Carnegie Mellon is well known for providing its undergrads with research opportunities, yet the only school venue for displaying student research is the annual Meeting of the Minds research symposium, held in late spring. Fortunately, a dedicated group of undergraduates are working hard to change this.
In short, they are creating a new journal called Thought, and they want to publish your research. Thought is the brainchild of Han Lee, a senior computer science major. He notes that while “Carnegie Mellon already has a thriving undergraduate research community, appearances would seem to indicate otherwise. There is no central icon of undergraduate research.”
Lee hopes to change this, and wants to “provide a central community … to showcase the best ideas and thoughts of CMU undergrads.” As chief director and editor of the journal, Lee has the difficult task of editing submissions, but he isn’t worried. “It’s not as big a task as I thought it would be: The people I work with are really good at what they do.”
Helping out is group of ten seniors and juniors. Managing editor Victoria Long, a senior social and decision sciences major, occupies the latter position and sees a bright future for the journal: “As we hope to be sponsored by companies as well as departments, we hope to reach more than just the undergraduates here at Carnegie. We’re a group of ambitious, creative individuals who really want to see this be successful.”
Funding comes both from Jennifer Church, Dean of Student Affairs, and Dr. Janet Stocks, who heads the Undergraduate Research Office and also serves as advisor to the team. Stocks says that she has been “hoping for several years that an undergraduate research journal would be initiated at Carnegie Mellon.”
While CMU students have attempted to create such a journal in the past, thorny issues involving intellectual property rights and the necessity of writing for a general audience have prevented them. But Stocks has faith in the new group of students, and has been “very impressed with [their] organizational skills and enthusiasm.”

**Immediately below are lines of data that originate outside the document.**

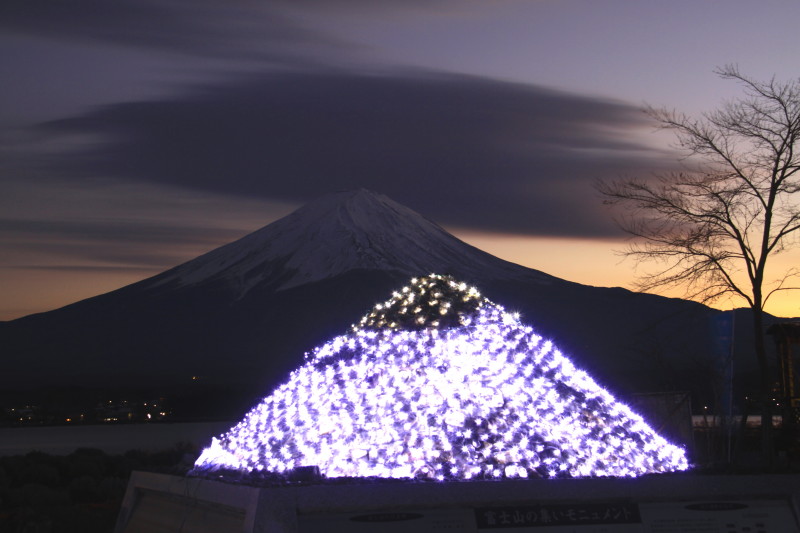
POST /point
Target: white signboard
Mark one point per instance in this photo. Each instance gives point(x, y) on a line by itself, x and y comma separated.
point(735, 516)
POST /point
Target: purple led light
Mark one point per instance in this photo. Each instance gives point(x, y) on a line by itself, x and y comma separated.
point(441, 383)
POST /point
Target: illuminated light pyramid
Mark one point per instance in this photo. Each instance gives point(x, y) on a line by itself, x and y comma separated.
point(439, 382)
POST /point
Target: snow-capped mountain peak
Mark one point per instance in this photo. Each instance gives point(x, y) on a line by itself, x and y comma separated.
point(350, 230)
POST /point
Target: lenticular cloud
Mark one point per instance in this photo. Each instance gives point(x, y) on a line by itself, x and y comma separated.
point(439, 382)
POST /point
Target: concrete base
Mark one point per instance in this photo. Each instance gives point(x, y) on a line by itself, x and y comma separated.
point(663, 504)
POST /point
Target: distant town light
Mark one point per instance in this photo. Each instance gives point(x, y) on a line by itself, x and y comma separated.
point(441, 383)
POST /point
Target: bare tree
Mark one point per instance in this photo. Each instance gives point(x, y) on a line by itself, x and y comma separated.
point(713, 227)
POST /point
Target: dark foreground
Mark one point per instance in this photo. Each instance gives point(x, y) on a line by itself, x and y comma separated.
point(78, 492)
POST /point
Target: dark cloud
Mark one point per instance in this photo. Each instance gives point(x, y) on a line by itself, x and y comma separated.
point(114, 244)
point(463, 150)
point(199, 27)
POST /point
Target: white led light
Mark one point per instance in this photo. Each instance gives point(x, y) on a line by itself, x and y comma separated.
point(479, 395)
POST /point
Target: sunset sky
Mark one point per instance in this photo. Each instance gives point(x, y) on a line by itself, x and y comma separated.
point(138, 134)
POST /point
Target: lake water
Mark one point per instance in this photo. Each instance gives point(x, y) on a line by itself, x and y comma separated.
point(61, 440)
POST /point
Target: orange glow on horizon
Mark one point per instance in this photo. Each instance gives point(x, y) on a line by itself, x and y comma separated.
point(585, 261)
point(597, 263)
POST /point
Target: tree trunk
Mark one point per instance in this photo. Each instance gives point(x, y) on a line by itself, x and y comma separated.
point(767, 437)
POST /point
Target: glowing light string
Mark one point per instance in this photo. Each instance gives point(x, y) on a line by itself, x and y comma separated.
point(439, 382)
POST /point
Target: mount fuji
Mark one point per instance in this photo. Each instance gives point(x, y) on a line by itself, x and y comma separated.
point(239, 318)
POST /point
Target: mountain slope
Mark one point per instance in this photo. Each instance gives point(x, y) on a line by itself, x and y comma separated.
point(240, 317)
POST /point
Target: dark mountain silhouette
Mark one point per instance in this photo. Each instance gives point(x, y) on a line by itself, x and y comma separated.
point(240, 317)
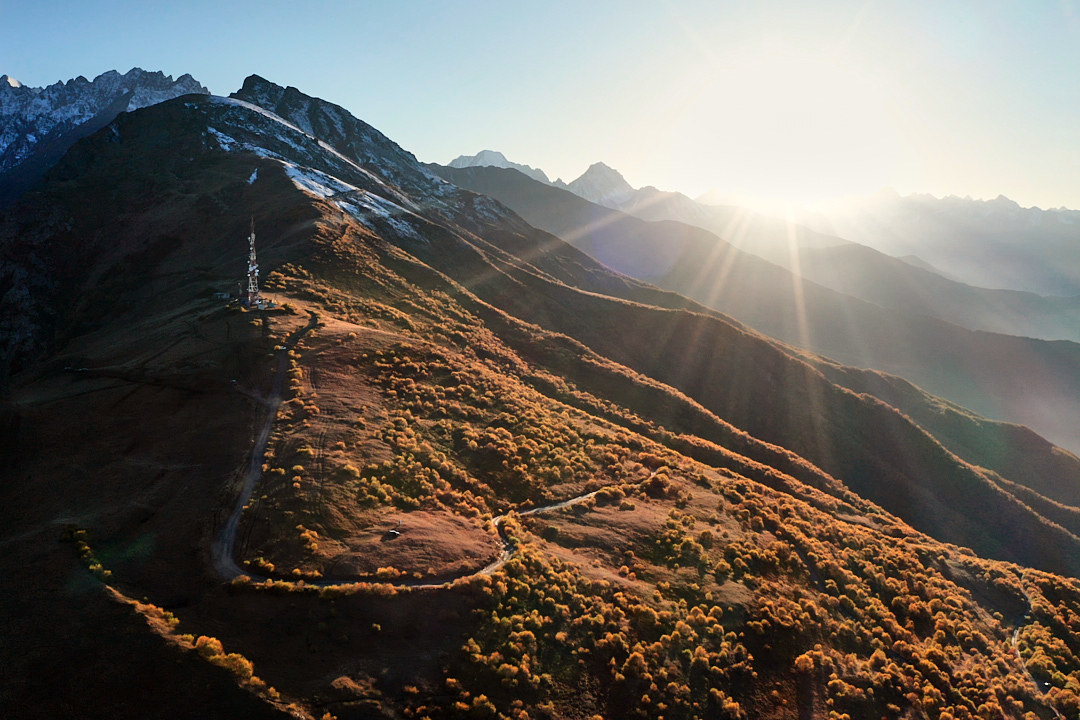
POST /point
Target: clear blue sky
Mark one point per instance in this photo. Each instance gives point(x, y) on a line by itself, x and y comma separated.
point(785, 98)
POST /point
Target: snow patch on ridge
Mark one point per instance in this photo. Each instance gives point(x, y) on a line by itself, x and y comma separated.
point(227, 143)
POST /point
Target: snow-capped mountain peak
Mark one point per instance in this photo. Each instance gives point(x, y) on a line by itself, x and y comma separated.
point(41, 123)
point(496, 159)
point(602, 185)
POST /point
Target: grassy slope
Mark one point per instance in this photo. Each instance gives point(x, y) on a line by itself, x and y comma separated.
point(1015, 379)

In preparation for their inaugural issue, the staff of Thought is looking for submissions from undergraduate researchers. Stocks says that “submissions should be written for a general audience — not necessarily for people in the author’s field of study.” While Long admitted that “we have received a very limited number of research projects so far,” the staff hopes that submissions will allow them to publish Thought by early next semester.